上記の本発明の実施例のステップS10では、水とアガロースの比率を調整することで、異なるパーセンテージ濃度のアガロース溶液を調製して、異なる細孔サイズのアガロースゲル(agarose gel)を生成することができ、乳化剤の種類と比率を調整して、コロイド粒子のサイズを調整することができる。理論的には、アガロース溶液の濃度が高いほど細孔は小さくなるが、アガロースゲルの硬度と分子量が異なると細孔のサイズにも影響し、現在のところ細胞外小胞の分離に適した細孔の範囲は、おおよそ濃度2wt%~6wt%アガロース溶液、例えば、約2.2wt%~5.8wt%、約2.5wt%~5.5wt%、約2.8wt%~5.3wt%、約3wt%~5wt%、約3.3wt%~4.7wt%、約3.5wt%~4.5wt%、約2.25wt%~2.75wt%、約2.75wt%~3.25wt%、約3.25wt%~3.75wt%、約3.75wt%~4.25wt%、約4.25wt%~4.75wt%、約4.75wt%~5.25wt%、約5.25wt%~5.75wt%などが採用されるが、これらに限定されない。
上記本発明の実施例のステップS10において、調製されたアガロース溶液を加熱する方法は、マイクロ波オーブンまたはオートクレーブによる加熱を含み得るが、これに限定されない。加熱温度は、約90℃~100℃、例えば、約90℃~92℃、約92℃~95℃、約95℃~98℃、約98℃~100℃、約93℃、約97℃、約99℃であるが、これに限定されない。

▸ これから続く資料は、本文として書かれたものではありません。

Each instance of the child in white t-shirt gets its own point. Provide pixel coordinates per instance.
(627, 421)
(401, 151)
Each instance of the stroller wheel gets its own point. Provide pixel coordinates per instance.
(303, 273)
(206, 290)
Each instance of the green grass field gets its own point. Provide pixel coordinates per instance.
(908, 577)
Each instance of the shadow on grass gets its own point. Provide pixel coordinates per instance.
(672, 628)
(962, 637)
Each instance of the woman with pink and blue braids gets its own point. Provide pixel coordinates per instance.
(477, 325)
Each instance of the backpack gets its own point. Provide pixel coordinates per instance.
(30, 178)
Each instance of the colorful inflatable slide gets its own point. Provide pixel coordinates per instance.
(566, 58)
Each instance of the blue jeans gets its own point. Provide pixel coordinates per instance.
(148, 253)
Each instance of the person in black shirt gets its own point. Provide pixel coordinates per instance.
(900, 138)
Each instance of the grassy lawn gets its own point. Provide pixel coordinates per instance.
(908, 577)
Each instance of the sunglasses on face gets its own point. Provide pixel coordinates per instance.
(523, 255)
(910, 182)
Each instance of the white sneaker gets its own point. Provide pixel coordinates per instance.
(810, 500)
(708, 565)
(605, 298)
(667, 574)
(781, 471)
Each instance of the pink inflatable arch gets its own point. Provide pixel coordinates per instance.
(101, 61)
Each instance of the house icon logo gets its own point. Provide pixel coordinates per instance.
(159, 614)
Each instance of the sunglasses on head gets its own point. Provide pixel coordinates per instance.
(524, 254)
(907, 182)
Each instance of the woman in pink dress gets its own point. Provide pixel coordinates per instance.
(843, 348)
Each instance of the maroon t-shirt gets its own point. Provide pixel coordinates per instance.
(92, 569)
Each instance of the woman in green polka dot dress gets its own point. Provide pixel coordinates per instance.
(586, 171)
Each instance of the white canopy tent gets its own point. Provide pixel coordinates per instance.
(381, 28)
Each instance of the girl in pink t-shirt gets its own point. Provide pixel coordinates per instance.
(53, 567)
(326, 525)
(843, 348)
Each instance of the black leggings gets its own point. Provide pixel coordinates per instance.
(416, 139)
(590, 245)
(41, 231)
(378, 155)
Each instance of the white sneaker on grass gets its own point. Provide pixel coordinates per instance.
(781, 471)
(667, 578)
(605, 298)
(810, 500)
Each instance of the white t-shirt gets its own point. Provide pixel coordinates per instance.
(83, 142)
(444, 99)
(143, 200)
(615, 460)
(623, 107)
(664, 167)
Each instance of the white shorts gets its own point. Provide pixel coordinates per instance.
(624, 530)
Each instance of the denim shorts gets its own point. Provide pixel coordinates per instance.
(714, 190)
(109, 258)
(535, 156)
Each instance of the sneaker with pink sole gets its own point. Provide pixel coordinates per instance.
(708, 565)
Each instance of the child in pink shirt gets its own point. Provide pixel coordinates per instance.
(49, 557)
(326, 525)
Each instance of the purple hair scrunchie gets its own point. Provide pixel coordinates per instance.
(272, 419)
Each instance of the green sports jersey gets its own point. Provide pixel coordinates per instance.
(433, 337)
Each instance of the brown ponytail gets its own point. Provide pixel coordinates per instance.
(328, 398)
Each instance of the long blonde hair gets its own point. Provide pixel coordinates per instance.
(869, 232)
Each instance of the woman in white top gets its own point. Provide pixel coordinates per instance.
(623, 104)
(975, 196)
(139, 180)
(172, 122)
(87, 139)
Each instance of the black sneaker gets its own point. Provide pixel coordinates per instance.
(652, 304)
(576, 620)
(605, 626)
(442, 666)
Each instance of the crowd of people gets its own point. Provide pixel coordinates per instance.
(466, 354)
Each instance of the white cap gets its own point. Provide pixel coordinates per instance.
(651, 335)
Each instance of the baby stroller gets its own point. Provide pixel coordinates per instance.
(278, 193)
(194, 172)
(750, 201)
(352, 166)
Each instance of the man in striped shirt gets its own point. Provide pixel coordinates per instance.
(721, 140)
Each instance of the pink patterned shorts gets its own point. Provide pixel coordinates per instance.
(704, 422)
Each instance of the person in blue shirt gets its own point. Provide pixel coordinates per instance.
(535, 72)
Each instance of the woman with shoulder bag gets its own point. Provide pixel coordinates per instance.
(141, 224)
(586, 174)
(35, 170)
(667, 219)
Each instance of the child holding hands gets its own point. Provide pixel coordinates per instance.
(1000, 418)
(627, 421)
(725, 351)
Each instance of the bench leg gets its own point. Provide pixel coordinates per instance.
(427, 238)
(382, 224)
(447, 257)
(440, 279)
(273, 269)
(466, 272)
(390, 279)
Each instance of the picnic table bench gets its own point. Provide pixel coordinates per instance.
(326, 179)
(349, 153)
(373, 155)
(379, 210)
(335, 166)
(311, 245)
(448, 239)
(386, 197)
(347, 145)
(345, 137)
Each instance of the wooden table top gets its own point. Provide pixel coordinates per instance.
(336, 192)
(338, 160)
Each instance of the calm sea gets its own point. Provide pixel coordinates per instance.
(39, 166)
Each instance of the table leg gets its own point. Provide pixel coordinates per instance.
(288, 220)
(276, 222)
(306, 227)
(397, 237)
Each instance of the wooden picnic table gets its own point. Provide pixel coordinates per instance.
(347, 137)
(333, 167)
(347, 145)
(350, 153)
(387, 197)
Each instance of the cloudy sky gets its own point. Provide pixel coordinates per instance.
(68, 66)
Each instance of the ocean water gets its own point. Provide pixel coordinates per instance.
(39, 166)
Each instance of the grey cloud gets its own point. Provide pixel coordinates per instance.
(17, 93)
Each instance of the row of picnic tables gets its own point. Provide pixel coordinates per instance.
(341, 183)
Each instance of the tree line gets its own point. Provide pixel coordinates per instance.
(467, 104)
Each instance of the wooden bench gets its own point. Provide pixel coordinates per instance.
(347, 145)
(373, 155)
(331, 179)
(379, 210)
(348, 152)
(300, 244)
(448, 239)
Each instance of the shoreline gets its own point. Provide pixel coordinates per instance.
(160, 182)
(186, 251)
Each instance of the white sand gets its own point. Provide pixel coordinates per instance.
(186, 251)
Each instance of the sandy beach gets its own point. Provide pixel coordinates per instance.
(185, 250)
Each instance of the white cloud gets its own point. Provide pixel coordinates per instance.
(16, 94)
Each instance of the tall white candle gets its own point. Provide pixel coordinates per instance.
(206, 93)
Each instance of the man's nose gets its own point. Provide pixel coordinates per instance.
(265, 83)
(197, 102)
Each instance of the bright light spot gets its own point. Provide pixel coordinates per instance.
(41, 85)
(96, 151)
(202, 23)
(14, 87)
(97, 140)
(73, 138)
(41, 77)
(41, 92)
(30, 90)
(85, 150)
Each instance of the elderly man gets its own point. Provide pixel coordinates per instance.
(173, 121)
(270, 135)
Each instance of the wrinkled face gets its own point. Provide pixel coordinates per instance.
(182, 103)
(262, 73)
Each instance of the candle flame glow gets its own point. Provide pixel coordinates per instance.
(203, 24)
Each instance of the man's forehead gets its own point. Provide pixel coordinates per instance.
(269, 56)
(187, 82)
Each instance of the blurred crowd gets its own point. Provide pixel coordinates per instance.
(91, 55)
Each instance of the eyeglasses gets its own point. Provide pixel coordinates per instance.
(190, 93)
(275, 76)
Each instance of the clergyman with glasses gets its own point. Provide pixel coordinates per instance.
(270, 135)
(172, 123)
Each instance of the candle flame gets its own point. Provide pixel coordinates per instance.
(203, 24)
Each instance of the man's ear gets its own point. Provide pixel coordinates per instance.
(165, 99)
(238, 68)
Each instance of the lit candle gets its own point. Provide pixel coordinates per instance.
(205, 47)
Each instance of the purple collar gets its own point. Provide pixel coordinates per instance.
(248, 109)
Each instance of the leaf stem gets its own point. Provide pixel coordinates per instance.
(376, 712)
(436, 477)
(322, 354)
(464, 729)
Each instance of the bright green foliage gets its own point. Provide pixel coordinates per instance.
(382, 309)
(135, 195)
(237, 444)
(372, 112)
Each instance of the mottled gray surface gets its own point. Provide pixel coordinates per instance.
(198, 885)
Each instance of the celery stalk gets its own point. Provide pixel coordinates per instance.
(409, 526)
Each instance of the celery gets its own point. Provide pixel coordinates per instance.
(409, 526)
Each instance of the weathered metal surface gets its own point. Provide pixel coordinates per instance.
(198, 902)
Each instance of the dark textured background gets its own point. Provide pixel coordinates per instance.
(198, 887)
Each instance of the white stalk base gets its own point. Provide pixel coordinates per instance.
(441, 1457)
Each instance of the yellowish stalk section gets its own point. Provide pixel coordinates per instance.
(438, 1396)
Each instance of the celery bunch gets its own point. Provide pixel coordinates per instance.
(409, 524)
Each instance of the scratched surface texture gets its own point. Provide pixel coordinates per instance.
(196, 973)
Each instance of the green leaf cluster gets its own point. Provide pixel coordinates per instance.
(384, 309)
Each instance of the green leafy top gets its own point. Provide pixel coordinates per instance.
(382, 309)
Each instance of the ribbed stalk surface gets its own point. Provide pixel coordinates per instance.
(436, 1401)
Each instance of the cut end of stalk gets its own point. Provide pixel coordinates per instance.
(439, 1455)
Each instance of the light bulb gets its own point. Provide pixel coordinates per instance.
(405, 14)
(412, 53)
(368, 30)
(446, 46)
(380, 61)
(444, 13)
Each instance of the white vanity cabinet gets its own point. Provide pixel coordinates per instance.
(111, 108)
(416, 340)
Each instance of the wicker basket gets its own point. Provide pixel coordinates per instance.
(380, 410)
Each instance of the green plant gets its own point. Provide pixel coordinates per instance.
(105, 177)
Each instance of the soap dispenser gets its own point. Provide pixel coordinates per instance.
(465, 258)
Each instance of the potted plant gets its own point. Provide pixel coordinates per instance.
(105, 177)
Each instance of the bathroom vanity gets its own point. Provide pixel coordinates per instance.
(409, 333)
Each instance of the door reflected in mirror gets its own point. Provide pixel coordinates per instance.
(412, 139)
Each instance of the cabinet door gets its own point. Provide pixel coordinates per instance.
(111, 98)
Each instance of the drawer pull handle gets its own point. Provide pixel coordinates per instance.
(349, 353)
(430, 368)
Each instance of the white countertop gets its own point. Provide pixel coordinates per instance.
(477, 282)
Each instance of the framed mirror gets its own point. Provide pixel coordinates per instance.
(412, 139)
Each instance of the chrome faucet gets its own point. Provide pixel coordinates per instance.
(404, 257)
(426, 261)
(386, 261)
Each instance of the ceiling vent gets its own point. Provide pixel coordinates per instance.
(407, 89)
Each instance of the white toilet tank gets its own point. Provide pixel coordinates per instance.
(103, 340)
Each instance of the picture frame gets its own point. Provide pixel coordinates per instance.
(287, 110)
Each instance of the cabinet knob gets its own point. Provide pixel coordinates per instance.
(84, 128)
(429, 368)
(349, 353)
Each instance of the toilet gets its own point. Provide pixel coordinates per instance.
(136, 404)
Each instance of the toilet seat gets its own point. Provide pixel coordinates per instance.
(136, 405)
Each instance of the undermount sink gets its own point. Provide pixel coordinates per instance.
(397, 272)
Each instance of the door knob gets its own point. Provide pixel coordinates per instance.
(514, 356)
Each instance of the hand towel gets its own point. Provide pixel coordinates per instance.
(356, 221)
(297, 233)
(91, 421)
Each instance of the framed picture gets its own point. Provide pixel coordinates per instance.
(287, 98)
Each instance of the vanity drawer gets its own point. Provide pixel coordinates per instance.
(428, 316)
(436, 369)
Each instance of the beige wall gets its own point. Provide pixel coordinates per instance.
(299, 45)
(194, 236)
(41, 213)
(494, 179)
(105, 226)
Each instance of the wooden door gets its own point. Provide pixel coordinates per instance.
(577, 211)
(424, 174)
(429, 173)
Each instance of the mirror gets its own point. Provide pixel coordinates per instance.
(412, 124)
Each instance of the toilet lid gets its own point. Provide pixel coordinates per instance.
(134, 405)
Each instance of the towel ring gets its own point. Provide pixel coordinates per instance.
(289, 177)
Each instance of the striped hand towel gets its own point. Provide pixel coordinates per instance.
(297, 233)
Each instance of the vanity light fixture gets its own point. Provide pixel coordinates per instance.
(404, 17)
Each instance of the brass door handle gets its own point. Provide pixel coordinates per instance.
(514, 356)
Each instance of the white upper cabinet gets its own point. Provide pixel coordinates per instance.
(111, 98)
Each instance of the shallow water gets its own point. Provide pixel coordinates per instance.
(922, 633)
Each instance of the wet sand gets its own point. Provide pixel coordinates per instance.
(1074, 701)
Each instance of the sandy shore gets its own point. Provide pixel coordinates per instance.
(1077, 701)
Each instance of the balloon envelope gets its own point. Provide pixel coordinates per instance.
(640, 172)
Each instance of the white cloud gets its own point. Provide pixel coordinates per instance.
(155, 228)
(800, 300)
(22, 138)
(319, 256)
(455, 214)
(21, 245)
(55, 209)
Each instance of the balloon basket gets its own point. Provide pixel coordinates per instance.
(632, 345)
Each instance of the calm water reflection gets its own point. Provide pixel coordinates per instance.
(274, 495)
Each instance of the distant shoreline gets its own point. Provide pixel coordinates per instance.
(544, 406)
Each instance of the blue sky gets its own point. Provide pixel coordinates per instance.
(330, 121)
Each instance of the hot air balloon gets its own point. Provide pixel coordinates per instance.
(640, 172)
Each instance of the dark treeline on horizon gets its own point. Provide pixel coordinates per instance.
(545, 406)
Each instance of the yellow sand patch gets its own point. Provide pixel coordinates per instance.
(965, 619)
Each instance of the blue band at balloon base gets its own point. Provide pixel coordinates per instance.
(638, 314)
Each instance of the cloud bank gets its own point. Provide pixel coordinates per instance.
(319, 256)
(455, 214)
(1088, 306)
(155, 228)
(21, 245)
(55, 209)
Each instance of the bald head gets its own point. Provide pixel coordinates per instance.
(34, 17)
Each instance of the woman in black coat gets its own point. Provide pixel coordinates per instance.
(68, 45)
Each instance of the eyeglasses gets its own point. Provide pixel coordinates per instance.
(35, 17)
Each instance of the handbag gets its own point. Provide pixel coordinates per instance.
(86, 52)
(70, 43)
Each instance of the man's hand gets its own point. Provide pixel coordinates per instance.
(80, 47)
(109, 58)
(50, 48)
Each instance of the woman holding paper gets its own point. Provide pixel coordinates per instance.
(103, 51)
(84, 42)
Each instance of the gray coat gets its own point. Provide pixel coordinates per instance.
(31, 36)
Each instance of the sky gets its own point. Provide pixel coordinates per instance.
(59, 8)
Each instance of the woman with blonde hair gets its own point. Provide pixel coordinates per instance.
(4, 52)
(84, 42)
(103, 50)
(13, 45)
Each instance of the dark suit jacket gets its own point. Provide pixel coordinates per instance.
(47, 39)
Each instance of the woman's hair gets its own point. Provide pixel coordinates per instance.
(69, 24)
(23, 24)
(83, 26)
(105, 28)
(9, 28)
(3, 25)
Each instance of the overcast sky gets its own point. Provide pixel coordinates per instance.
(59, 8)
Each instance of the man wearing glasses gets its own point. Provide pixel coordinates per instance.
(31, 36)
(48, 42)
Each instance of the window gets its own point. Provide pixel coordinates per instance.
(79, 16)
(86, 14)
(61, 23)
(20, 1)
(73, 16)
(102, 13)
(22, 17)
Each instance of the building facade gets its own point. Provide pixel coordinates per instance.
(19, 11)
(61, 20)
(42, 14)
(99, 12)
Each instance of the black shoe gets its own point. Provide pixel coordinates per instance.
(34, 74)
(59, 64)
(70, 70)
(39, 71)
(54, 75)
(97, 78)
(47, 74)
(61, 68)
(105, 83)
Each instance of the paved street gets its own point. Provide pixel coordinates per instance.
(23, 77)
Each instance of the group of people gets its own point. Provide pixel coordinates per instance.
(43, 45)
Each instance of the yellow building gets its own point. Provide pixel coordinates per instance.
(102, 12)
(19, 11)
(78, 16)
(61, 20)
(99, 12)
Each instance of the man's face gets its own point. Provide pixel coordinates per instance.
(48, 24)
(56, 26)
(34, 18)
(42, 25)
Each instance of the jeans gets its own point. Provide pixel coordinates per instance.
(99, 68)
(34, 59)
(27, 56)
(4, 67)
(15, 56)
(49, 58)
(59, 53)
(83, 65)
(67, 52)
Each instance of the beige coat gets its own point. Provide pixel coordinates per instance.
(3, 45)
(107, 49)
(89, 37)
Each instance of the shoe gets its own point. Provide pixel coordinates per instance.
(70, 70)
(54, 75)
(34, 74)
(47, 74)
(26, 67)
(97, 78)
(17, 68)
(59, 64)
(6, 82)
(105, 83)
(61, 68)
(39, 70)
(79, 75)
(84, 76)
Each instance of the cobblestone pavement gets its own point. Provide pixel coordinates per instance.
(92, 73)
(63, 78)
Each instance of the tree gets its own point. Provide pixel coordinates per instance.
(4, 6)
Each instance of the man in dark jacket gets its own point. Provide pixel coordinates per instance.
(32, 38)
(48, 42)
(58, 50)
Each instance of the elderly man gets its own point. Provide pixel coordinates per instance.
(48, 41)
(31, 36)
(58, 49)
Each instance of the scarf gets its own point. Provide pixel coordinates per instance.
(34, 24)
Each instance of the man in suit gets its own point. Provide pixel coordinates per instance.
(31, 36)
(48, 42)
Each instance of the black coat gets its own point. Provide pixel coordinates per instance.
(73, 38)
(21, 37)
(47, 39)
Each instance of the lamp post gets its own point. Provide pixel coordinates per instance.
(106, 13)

上記の本発明の実施例のステップS10において、使用される界面剤は、Triton X-100(ポリエチレングリコールオクチルフェニルエーテル、2-(2-[4-(1,1,3,3-Tetramethylbutyl)phenoxy]ethoxy)ethanol)、Tween20(ポリソルベート20,polyoxyethylene sorbitan monolaurate)、Tween80(ポリソルベート80,polyoxyethylene sorbitan monooleate)、Span80(ソルビタンモノオレアート,sorbitan monooleate)または前述の組み合わせを含み得るが、これに限定されない。使用される界面活性剤の濃度は、約5wt%~20wt%、例えば、約6wt%~18wt%、約8wt%~16wt%、約10wt%~15wt%などであり得るが、これらに限定されない。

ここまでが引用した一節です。